Program works in Eclipse, but not as a jar


My compiler is set to be compliant with java 1.8. When I run my code, it works and there are no warnings.

When I go to export everything as a runnable jar and execute it, it throws this error:

Exception in thread "main" java.lang.NoSuchMethodError: java.net.URLEncoder.encode(Ljava/lang/String;Ljava/nio/charset/Charset;)Ljava/lang/String;
        at ...

My code needs to convert some user-input String to make an API-call, for which it needs to be URL compliant, e.g. by replacing spaces with '%20'. I am using java.net.URLEncoder.encode for this.

My system has jre version 1.8.0_411 installed so this really shouldn't be happening, right?


Solution

  • There are 3 barely related aspects which all combine into '.. would run on java 1.8':

    • Any updates to the lang spec itself. For example, the concept of 'var' was introduced in java 10. It did not exist in java 9. This isn't a library thing; you don't have to import anything to use var in java. It just.. cannot be used, at all, in java9 and before, and is just there starting in java 10. This is what the --source option is/used to be for.

    • The class file spec is a separate thing, but in practice, it is updated for every java release, and always in an incompatible way. Emitting a class file that a java.exe from java 1.8 can't run trivially means it's not gonna run on java 1.8. Generally, any new source features require the class file format that goes along with that java release. This is what --target is/used to be for.

    • Java ships with a sizable standard library which is updated every java release. Using anything that was added in, say, java 1.9 (i.e. wasn't there in java 1.8) would result in that exact error.

    You can't just tell eclipse 'hey, uh, please, only 1.8 stuff' and expect that final bullet to 'just work' - knowing what is and is not available on java 1.8 is complicated, because the standard library does not actually ship with the 'this has been here since version X' information, so, eclipse can't go: Oh, hey now hold on a second you are using something that wasn't in java 1.8. It seems like it is there (javadoc @since tags) but these aren't guaranteed by the java spec.

    Hence, eclipse needs an actual java 1.8 installation in order to know. You say you have one - okay, great! Tell eclipse about it, and then it can help you.

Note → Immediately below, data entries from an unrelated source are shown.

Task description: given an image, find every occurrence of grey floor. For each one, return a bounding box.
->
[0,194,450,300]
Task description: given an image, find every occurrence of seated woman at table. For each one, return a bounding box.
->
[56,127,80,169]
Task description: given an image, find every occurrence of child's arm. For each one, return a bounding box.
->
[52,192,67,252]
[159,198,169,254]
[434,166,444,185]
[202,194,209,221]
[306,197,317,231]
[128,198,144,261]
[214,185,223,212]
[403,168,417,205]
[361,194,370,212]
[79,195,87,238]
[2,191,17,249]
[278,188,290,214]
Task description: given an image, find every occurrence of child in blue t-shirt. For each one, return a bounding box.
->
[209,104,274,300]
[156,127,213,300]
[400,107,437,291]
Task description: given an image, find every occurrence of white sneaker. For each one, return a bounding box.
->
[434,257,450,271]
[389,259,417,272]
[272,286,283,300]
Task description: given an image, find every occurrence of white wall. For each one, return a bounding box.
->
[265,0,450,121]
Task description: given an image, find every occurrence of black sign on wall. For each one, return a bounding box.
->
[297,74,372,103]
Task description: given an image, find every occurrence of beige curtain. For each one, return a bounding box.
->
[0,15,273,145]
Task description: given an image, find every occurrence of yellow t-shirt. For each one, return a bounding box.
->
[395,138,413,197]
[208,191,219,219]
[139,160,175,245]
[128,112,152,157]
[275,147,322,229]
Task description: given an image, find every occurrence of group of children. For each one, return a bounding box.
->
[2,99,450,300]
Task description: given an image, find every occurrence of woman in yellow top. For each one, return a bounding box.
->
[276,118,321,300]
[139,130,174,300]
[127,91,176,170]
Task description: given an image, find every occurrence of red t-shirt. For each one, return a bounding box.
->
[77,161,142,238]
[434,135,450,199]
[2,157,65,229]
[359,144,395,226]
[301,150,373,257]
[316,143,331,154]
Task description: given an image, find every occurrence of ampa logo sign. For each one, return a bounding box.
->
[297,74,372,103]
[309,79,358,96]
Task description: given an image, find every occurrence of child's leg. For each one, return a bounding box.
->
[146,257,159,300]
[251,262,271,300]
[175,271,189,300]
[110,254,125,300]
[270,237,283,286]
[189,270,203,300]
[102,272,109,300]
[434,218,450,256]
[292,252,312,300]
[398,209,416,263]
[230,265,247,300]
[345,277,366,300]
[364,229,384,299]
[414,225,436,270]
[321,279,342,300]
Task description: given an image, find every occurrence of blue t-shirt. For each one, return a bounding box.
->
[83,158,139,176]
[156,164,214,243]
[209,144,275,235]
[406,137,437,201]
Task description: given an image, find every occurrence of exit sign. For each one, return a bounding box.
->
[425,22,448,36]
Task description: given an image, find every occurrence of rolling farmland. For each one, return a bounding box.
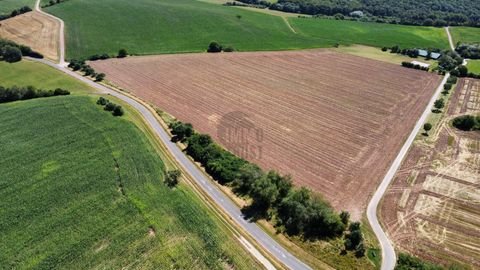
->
[380,79,480,269]
[0,60,93,94]
[45,0,448,59]
[450,27,480,44]
[467,60,480,74]
[0,0,35,14]
[0,11,60,61]
[0,61,259,269]
[288,18,448,49]
[91,50,440,218]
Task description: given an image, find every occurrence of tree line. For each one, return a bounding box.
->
[0,38,43,63]
[169,121,364,253]
[42,0,68,7]
[455,44,480,59]
[97,97,124,116]
[239,0,480,27]
[0,6,32,21]
[0,86,70,103]
[452,115,480,131]
[68,59,105,82]
[402,61,429,71]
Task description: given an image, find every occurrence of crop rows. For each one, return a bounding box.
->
[91,50,439,217]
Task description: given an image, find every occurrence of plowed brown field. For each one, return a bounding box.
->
[380,78,480,269]
[0,11,60,60]
[91,50,440,218]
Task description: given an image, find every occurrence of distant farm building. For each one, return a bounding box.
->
[410,61,430,68]
[418,50,442,60]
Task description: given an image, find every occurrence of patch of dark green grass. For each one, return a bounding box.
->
[0,96,256,269]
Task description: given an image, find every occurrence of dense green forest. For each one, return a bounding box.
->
[240,0,480,27]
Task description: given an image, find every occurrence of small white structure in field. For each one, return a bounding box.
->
[410,61,430,68]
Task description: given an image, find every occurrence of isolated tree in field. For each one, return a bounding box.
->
[458,66,468,77]
[340,211,350,225]
[164,170,181,187]
[207,41,222,53]
[104,102,117,112]
[433,98,445,112]
[112,105,124,116]
[118,49,128,58]
[95,73,105,82]
[423,123,432,136]
[452,115,475,131]
[97,97,109,106]
[83,66,95,76]
[2,45,22,63]
[169,121,193,141]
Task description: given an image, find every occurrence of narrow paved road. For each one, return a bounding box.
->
[367,74,450,270]
[29,0,311,270]
[30,58,310,270]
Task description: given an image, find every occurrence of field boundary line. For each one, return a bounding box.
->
[35,0,67,67]
[367,73,450,270]
[282,17,298,34]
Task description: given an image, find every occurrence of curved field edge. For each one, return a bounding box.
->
[450,27,480,44]
[45,0,448,59]
[0,0,35,14]
[0,60,258,269]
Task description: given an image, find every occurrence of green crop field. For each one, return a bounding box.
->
[467,60,480,74]
[46,0,448,58]
[0,60,91,93]
[450,27,480,43]
[288,18,448,49]
[0,0,35,14]
[0,62,258,269]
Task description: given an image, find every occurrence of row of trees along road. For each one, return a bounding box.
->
[169,121,364,256]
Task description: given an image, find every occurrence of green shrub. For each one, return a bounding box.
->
[207,41,222,53]
[452,115,480,131]
[112,105,124,116]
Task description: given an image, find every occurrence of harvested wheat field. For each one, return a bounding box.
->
[380,79,480,269]
[91,50,439,218]
[0,11,60,60]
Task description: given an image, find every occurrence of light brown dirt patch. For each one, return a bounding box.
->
[0,11,60,60]
[91,50,439,219]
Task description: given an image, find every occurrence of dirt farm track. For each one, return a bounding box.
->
[90,50,440,218]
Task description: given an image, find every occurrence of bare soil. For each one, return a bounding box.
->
[0,11,60,61]
[380,79,480,269]
[90,50,440,219]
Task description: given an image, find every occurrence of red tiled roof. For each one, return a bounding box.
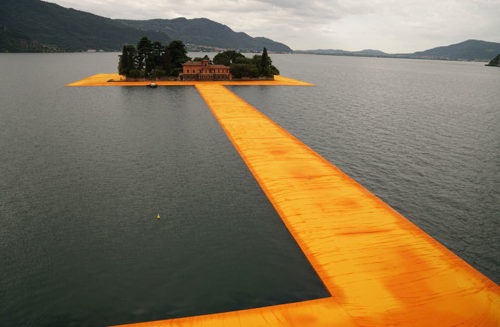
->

    The procedure is as follows:

    • In eclipse's settings, use the filterbox to search for 'JRE' and add your java 1.8 path. Eclipse should tell you automatically 'ah, that is a java, at version 1.8'. Note that a JRE is useless here. Get a JDK. Note that JREs as a concept is over 10 years dead, they no longer exist. Get the JDK v1.8, tell eclipse about it.
    • Next, in your project settings, set it all to java 1.8: Lang compatibility, class output, and the JDK to use to compile against - which you can set to 1.8 if you did the previous step.